Sleeping with a mosquito net in a facility with no air conditioning was an unusual experience for Leonard Anderson. It was also a reminder.

Anderson has a place to live comfortably in Santa Monica. He has a job in finance in Century City. He has access to medical care. He doesn’t have to worry about his next meal.

But in Thomazeau, Haiti, where he recently spent a week as a volunteer on a service trip, he came to see those resources as luxuries.

“It would make one appreciate how organized things are in the United States and how good we really have it,” he said. “People there generally live in squalor. Most people have dirt floors. Housing is built with aluminum or metal plating. There’s a lot of poverty, a lot of people who are legitimately hungry. Any time you see anything like that, you are of course reminded of the abundance of where we live.”

Anderson, 40, served as an assistant in a medical clinic, helped out in a local school and visited residents in their homes during his trip to Thomazeau, which is about 25 miles northeast of Port-au-Prince.

The mission was organized by LiveBeyond, a Nashville-based humanitarian organization with a base in Thomazeau.

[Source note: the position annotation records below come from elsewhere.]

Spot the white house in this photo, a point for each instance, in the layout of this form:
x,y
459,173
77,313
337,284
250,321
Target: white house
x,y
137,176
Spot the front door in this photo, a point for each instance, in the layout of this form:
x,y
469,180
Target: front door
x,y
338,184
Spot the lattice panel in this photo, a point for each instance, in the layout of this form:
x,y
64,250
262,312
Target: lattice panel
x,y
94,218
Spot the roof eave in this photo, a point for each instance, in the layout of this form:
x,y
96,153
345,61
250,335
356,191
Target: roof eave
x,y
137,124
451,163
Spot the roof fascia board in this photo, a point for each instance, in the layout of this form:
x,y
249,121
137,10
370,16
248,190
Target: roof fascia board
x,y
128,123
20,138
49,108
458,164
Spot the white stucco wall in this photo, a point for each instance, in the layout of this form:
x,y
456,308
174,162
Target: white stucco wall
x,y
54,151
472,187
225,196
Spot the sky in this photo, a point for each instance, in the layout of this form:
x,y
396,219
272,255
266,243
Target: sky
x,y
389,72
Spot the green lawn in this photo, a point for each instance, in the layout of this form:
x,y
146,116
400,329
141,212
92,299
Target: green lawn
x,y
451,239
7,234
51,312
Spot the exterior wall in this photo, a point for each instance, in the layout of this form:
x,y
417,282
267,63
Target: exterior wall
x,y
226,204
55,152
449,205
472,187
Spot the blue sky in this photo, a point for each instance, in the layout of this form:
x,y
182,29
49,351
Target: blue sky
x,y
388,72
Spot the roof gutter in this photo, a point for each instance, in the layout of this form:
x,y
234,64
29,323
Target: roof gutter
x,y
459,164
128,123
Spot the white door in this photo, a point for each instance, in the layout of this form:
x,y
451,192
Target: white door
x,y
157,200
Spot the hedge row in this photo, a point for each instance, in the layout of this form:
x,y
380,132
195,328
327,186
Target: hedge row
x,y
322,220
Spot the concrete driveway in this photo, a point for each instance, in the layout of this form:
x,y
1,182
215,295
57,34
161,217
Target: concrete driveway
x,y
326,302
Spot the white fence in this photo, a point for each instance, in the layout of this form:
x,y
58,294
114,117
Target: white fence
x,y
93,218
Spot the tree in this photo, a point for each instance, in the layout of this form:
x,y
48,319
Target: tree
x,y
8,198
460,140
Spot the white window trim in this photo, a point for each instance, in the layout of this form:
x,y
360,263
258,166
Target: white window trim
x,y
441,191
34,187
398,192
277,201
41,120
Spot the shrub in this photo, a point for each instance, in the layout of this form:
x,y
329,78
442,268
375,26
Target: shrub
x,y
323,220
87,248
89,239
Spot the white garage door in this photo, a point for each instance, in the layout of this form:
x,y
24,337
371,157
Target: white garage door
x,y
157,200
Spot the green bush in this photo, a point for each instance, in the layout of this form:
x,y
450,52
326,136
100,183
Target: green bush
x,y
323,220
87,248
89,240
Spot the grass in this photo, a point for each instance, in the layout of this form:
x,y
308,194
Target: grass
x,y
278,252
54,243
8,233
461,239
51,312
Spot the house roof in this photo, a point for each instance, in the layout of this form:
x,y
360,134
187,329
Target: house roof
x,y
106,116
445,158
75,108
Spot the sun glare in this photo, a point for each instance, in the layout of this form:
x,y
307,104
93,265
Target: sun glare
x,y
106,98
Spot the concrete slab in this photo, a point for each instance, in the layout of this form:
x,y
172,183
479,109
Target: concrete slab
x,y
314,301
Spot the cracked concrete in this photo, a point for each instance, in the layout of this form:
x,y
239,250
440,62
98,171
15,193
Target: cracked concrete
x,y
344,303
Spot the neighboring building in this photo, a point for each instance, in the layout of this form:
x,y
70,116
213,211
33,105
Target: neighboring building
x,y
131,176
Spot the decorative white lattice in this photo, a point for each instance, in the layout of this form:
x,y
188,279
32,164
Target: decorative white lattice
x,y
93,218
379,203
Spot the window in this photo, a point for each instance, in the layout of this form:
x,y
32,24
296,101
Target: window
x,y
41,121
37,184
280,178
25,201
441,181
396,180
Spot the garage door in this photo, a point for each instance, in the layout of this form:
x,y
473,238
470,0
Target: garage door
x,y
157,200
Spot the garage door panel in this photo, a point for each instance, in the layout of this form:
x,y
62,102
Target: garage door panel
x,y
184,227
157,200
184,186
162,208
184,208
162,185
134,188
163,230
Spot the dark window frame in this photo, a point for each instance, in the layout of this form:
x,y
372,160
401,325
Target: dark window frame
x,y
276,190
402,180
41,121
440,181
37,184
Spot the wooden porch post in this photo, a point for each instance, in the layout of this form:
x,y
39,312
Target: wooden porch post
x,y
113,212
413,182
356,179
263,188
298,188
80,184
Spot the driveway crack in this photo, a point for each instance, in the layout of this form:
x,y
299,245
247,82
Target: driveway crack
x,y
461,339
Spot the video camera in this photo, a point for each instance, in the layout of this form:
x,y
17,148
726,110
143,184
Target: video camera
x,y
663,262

The Christian nonprofit group provides medical care, clean water and education to impoverished Haitians.

Anderson decided to get involved after hearing about the trip from clients and friends who work as doctors in Santa Barbara.

“This was my first time really doing anything like this,” he said. “It sounded interesting.”

Anderson covered his own travel expenses and eschewed his phone to immerse himself in the community.

In the mornings he worked in medical clinics, where hundreds of patients were treated for common skin infections like ringworm and scabies as well as sexually transmitted diseases and other ailments. In the afternoons he made home visits, bringing food and hope to people who were sick, injured or shunned by their neighbors.

Anderson and his fellow volunteers also assisted at a school, where children learned in English and in their native Creole language.

“My impression was that the kids really liked it, they wanted to come and they were happy to be there,” he said. “I was surprised at how well the kids did. There seemed to be a real interest.”

Anderson spent nights in LiveBeyond’s house for volunteers, but he felt busy and engaged during the days. Interpreters allowed him to communicate with patients and students, and he was able to interact with local residents more than he originally expected.

“There are a lot of great people just in a bad situation,” he said.

Anderson, who attended Texas Christian University, is not a regular churchgoer but said he was impressed by the organization’s dedication to helping people in need.

“It’s admirable for people to work so hard and so selflessly,” he said. “They would welcome anyone, and I would consider going again. It was very rewarding.”